February 2 2011
As somebody who doesn't want to put her health decisions in the hands of government bureaucrats, I am really pleased that Federal District Judge Roger Vinson has ruled that Obamacare is unconstitutional. I hope it goes to the Supreme Court and is upheld.
But concerns about health care aren't the only reason to hope that Obamacare is rejected. If the Supreme Court upholds the law, then we will see the most outrageous extension of federal government power in the history of the republic.
Two legal experts explore the ramifications of upholding Obamacare in today's Wall Street Journal. They point out that the government argued that it has the right to force citizens to buy a product (health insurance) under the Commerce Clause. Recognizing the vulnerability of this argument, the government shifted to the Necessary and Proper Clause of the Constitution, which empowers Congress to make laws necessary to carry out it its enumerated powers.

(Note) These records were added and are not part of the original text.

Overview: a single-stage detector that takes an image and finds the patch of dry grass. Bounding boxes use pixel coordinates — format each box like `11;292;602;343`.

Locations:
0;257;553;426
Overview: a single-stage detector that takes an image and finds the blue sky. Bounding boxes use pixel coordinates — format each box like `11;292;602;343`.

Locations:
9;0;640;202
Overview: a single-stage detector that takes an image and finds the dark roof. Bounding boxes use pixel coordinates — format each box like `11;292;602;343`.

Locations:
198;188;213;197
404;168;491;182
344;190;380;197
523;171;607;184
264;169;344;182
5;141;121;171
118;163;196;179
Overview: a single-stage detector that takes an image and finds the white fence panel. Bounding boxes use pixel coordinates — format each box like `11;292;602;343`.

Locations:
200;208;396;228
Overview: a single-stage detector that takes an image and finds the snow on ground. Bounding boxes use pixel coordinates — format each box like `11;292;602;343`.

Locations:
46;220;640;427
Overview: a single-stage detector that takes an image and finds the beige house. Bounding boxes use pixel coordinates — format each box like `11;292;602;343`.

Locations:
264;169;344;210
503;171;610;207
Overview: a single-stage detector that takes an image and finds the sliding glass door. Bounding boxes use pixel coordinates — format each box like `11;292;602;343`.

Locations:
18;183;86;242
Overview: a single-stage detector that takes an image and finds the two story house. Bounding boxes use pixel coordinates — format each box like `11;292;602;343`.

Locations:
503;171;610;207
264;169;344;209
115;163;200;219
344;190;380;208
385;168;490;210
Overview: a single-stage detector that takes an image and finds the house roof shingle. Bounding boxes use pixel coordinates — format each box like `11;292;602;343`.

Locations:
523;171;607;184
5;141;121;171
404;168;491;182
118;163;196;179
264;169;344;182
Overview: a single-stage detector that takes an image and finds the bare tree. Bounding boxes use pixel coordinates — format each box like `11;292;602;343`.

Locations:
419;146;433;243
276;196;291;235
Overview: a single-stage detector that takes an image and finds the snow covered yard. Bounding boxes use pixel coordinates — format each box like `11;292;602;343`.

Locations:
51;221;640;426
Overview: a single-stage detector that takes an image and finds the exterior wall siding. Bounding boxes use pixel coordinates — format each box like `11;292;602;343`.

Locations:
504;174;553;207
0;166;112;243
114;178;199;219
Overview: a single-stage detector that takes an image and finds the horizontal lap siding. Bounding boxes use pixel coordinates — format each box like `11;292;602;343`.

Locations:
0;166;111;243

But Judge Vinson rejected this:
This novel use of the Necessary and Proper Clause, if allowed to stand, would fundamentally transform our constitutional scheme from limited to unlimited federal power, narrowing the scope of individual liberty. In Judge Vinson's words, "the more harm the statute does, the more power Congress could assume for itself under the Necessary and Proper Clause. This result would, of course, expand the Necessary and Proper Clause far beyond its original meaning, and allow Congress to exceed the powers specifically enumerated in Article I."
This is more than health care, as important as that is.
This is about the very nature of our government.